HealthDay News — Patients frequently do administrative tasks that can create burdens resulting in delayed or foregone care, according to a study published online Sept. 8 in Health Services Research.
Michael Anne Kyle, Ph.D., R.N., and Austin B. Frakt, Ph.D., both from Harvard University in Boston, used data from the March 2019 Health Reform Monitoring Survey to assess the prevalence of patient administrative tasks (scheduling, obtaining information, prior authorizations, resolving billing issues, and resolving premium problems) and whether they are associated with delayed or foregone care. The analysis included responses from insured, nonelderly adults (4,155 participants; 62 percent completion rate).

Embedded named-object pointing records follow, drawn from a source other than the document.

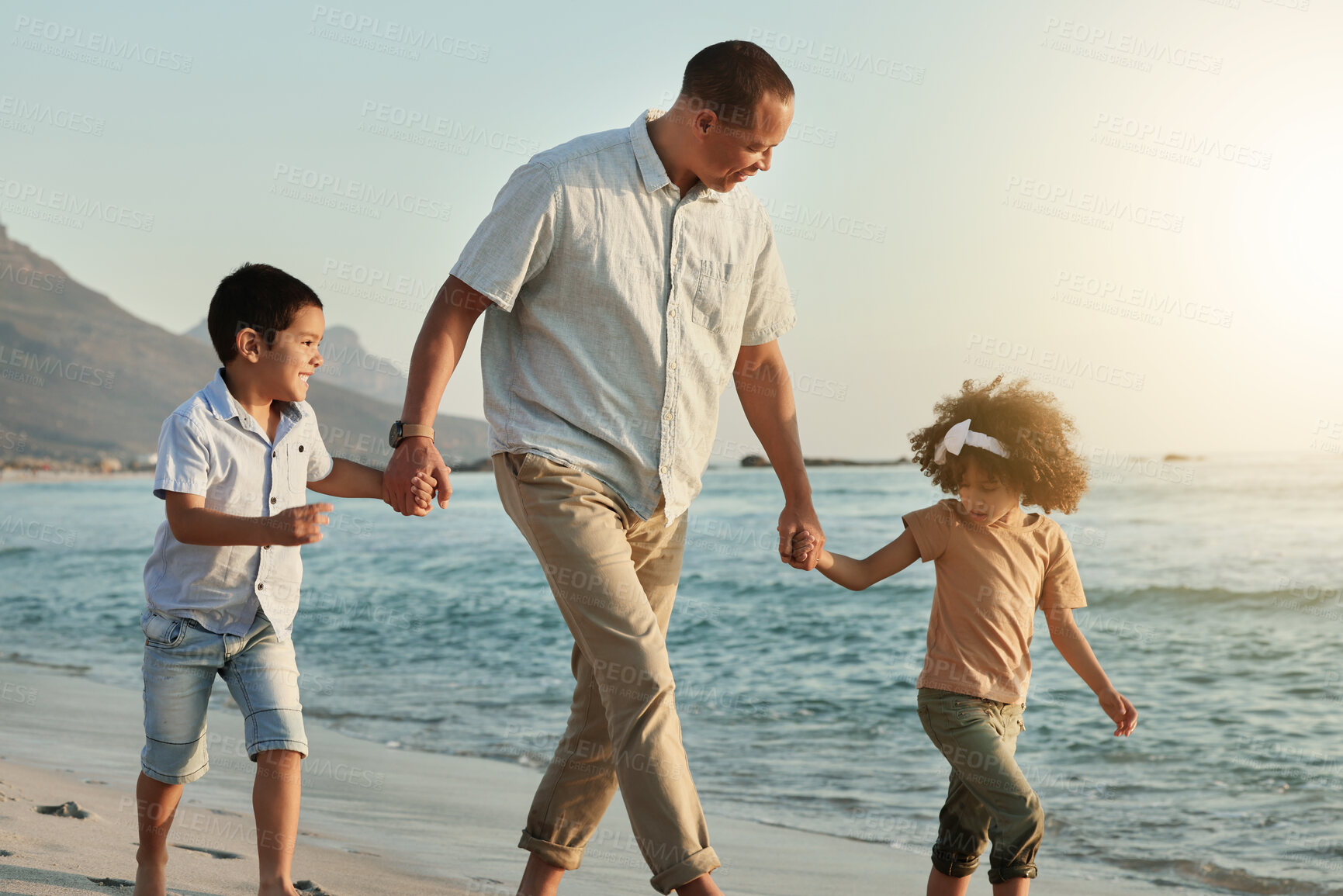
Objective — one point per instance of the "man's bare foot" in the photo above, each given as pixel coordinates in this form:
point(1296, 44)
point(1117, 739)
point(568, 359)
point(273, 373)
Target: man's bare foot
point(151, 875)
point(540, 879)
point(701, 886)
point(277, 888)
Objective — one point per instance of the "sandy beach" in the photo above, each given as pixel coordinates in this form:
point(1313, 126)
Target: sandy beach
point(376, 820)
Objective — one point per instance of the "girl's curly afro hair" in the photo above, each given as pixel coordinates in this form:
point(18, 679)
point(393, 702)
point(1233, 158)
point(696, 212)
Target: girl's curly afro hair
point(1040, 461)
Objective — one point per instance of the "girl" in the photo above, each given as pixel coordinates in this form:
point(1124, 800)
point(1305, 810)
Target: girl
point(997, 448)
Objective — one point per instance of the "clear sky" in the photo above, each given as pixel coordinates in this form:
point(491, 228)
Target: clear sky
point(1137, 205)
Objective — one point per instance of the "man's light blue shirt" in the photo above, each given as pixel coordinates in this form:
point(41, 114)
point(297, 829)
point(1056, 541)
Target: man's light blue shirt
point(213, 448)
point(619, 310)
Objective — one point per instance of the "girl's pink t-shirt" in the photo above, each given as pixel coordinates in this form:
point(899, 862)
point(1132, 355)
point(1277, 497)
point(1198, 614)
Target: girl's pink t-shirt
point(990, 582)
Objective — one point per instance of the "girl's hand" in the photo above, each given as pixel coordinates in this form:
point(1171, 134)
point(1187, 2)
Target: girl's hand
point(422, 492)
point(1120, 711)
point(804, 543)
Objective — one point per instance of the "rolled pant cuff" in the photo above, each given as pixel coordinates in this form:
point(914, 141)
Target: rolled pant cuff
point(1003, 875)
point(685, 870)
point(566, 857)
point(955, 866)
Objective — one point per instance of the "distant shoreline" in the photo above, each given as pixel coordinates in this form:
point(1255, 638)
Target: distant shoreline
point(14, 476)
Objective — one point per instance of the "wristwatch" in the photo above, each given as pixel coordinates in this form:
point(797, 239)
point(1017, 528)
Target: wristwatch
point(402, 431)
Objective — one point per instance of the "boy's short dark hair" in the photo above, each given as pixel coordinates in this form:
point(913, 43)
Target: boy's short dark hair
point(261, 297)
point(729, 78)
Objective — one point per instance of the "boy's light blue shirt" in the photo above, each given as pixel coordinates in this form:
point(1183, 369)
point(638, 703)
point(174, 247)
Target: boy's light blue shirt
point(213, 448)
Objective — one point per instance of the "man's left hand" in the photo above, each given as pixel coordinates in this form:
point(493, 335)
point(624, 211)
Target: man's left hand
point(799, 519)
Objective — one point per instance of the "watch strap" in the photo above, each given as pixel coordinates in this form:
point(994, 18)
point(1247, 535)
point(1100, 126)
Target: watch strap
point(410, 430)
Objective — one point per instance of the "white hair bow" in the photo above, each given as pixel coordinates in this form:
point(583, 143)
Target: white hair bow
point(961, 435)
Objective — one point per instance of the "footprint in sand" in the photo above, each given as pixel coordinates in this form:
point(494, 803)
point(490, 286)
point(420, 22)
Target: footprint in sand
point(216, 853)
point(64, 811)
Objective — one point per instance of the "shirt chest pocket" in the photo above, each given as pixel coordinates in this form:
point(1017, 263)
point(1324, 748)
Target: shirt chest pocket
point(296, 455)
point(722, 296)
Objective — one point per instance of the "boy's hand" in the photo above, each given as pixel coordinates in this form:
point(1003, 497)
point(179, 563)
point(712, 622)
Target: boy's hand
point(804, 543)
point(415, 455)
point(299, 525)
point(1120, 711)
point(422, 493)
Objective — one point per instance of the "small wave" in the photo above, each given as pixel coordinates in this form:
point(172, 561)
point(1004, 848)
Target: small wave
point(18, 659)
point(1186, 597)
point(1236, 880)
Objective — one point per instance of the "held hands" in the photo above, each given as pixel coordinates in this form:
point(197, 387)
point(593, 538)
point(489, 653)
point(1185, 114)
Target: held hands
point(1120, 711)
point(415, 473)
point(299, 525)
point(795, 523)
point(805, 550)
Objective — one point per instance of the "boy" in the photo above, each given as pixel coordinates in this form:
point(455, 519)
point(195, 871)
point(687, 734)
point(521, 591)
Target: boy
point(222, 585)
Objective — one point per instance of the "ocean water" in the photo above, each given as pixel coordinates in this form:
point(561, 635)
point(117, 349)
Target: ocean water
point(1214, 605)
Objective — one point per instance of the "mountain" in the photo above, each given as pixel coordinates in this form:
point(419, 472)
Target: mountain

The researchers found that 73 percent of respondents reported performing at least one administrative task in the past year. Of those reporting an administrative task, one in three reported delayed or foregone care due to an administrative task. Disability status had the strongest association with administrative tasks (adjusted odds ratio [aOR], 2.91) and burden (aOR, 1.66), when adjusting for demographics. There was an association noted between being a woman and doing administrative tasks (aOR, 2.19), as well as being a college graduate and performing an administrative task (aOR, 2.79). Higher income was found to be associated with fewer subsequent burdens (aOR, 0.55).
“Financial costs are rightly a big focus in health policy, but our findings suggest patients’ administrative burdens are consequential and deserve attention from researchers, practitioners, and policymakers,” Kyle said in a statement.